Third-party cookies NOT deprecated. Google reversed course in April 2025, scrapping both the forced deprecation and the planned "user choice" prompt. Cookies remain on by default. Privacy Sandbox APIs (Topics, Attribution Reporting) continue to be developed alongside cookies.

Four required signals: ad_storage, analytics_storage, ad_user_data, ad_personalization. Advanced mode enables conversion modelling (Google's benchmark: recovery of "more than 70%" of lost ad-click-to-conversion journeys). Requires 700 ad clicks per 7-day period (per country/domain) to qualify. As of June 15, 2026: ad_storage is the sole authority for ad data collection.

UTM parameters (utm_source, utm_medium, utm_campaign). Apple does not strip these. They are not cookies. They are not JavaScript. They are URL text. Properly tagged campaign URLs remain the most reliable source of channel attribution in GA4.

Each platform measures something slightly different. GA4 measures cross-channel journeys using machine learning. Meta measures only its own contribution. Google Ads measures only its own contribution. They will never agree. A 20-40% variance between platforms is normal, not a bug.

January 12: removed 7-day view and 28-day view attribution windows. Advertisers with long sales cycles reported immediate 15-40% drops in attributed conversions. Not a real performance drop. A measurement change. March: redefined "click-through" to count only link clicks (not social engagements). Introduced "engage-through" for non-click interactions with a 1-day window.

1. Backend / bank / CRM = ground truth. 2. GA4 = best available cross-channel attribution. 3. Ad platforms = best for platform-specific optimisation decisions (bidding, creative, audience).

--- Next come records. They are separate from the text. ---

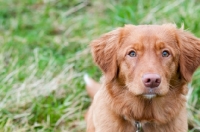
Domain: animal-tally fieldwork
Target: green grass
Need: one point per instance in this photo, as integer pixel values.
(44, 54)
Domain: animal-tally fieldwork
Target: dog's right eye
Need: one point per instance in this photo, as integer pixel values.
(132, 54)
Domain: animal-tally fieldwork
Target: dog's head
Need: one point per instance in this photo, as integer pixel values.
(148, 60)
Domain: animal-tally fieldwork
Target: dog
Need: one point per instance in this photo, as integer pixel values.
(146, 69)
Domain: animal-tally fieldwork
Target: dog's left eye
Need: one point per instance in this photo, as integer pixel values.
(165, 53)
(132, 54)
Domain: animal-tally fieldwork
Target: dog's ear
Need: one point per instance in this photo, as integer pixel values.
(104, 51)
(189, 54)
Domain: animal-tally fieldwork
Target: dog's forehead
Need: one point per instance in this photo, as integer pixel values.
(154, 33)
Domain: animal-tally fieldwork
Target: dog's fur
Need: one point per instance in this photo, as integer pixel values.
(123, 98)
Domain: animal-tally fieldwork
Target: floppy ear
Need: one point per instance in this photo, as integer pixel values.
(190, 54)
(104, 52)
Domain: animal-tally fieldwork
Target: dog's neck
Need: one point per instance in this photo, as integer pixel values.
(139, 109)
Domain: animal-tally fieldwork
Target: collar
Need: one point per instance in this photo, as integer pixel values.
(138, 126)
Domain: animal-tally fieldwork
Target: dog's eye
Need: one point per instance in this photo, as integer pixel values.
(165, 53)
(132, 54)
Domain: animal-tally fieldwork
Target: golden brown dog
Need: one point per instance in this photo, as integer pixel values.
(146, 71)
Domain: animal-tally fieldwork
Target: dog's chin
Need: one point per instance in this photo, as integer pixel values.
(150, 95)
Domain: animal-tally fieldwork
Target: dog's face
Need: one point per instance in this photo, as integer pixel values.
(148, 60)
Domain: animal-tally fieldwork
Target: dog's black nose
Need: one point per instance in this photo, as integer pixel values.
(151, 80)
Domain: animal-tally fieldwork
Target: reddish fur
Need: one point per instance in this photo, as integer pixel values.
(120, 100)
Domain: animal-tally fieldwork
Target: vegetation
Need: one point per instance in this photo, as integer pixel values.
(44, 54)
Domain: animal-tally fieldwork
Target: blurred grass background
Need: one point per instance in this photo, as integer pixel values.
(44, 54)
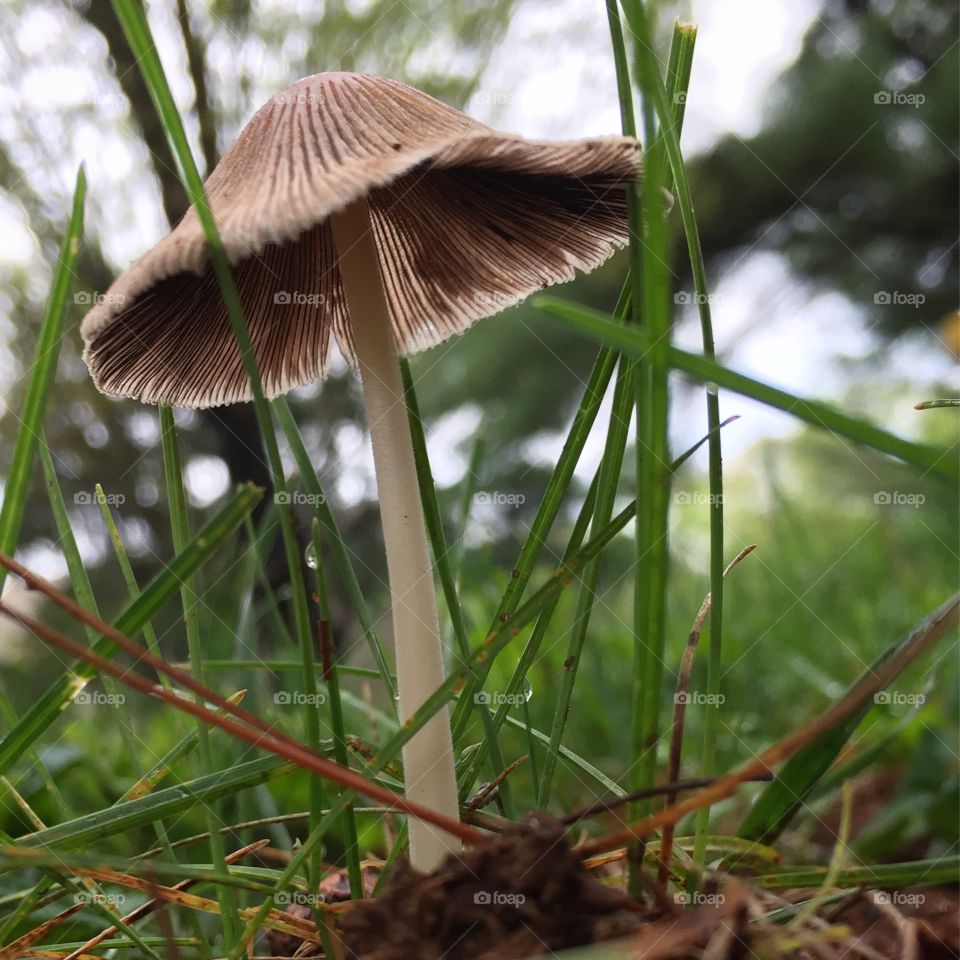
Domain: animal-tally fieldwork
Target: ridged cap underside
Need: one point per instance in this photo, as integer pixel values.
(467, 221)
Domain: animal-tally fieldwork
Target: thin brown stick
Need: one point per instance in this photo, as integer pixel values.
(288, 749)
(491, 788)
(645, 793)
(184, 678)
(680, 712)
(920, 639)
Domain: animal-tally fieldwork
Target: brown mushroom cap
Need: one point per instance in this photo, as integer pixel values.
(467, 221)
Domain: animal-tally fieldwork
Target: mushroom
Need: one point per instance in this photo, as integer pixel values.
(358, 206)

Enhanced Conversions (Google) and advanced matching (Meta) use hashed first-party data (email, phone number) to match conversions to ad clicks, even when cookies and browser-based identifiers fail. This is the primary mechanism for recovering signal lost to privacy restrictions.

If your conversion is a form submission that captures an email address, Enhanced Conversions becomes extremely powerful. The user's email is the bridge between the ad click and the form fill. Without it, you're relying entirely on cookie-based attribution, which is increasingly unreliable.

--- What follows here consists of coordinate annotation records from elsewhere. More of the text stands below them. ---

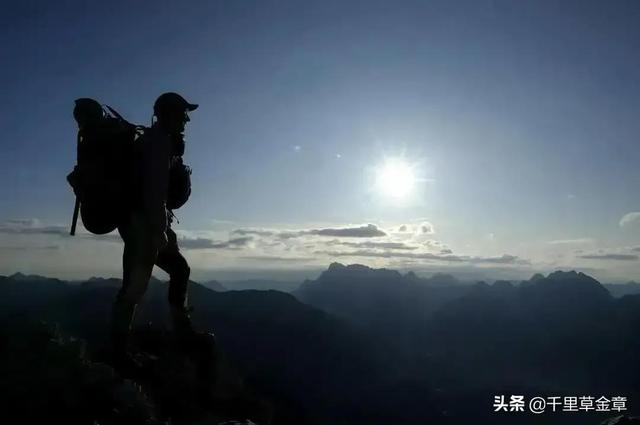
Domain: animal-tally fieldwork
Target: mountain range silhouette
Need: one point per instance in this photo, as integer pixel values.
(355, 346)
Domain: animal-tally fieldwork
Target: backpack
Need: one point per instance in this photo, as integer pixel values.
(102, 179)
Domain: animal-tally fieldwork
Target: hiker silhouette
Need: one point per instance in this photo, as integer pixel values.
(162, 182)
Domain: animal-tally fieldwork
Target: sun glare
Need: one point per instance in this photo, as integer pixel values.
(395, 178)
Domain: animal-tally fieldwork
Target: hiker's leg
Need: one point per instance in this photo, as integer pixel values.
(137, 263)
(171, 261)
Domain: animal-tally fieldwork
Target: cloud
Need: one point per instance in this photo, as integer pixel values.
(504, 259)
(206, 243)
(31, 226)
(630, 218)
(426, 228)
(30, 248)
(618, 257)
(277, 258)
(364, 231)
(576, 241)
(367, 231)
(371, 244)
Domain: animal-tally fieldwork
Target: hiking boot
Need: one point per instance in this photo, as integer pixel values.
(181, 318)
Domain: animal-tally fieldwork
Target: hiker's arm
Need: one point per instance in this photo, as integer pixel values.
(156, 181)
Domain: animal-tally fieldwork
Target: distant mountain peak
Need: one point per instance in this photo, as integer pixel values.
(22, 277)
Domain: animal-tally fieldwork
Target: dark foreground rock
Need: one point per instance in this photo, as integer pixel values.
(49, 378)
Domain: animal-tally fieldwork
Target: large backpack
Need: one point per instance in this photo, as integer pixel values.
(103, 179)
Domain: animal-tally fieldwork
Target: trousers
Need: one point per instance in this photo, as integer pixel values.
(142, 251)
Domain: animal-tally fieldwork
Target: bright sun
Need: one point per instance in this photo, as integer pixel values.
(395, 178)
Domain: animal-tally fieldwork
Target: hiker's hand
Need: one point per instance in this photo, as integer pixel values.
(161, 240)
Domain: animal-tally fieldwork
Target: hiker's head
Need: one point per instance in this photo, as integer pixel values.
(171, 110)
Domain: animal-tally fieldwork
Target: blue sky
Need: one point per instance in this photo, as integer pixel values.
(519, 121)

Every tracking architecture should be tested at every hop before you spend a dollar on ads. Run it once at setup. Run it again every time you change a platform, update a CMS, switch a consent banner, or notice a reporting gap.

Test from the bottom up. If attribution is broken, check deduplication first (the cheapest fix). If dedup is fine, check server-side. If server-side is fine, check cross-domain. Most "tracking is broken" issues are found at step 2 (wrong event type) or step 5 (duplicate counting).

If a client says "I can see results but no conversions," the issue is almost always at step 2. The pixel is firing (PageView), but the conversion event is not (no Lead/Purchase). Either the event isn't configured, the custom conversion isn't set up, or the campaign is optimising for an event type that never fires.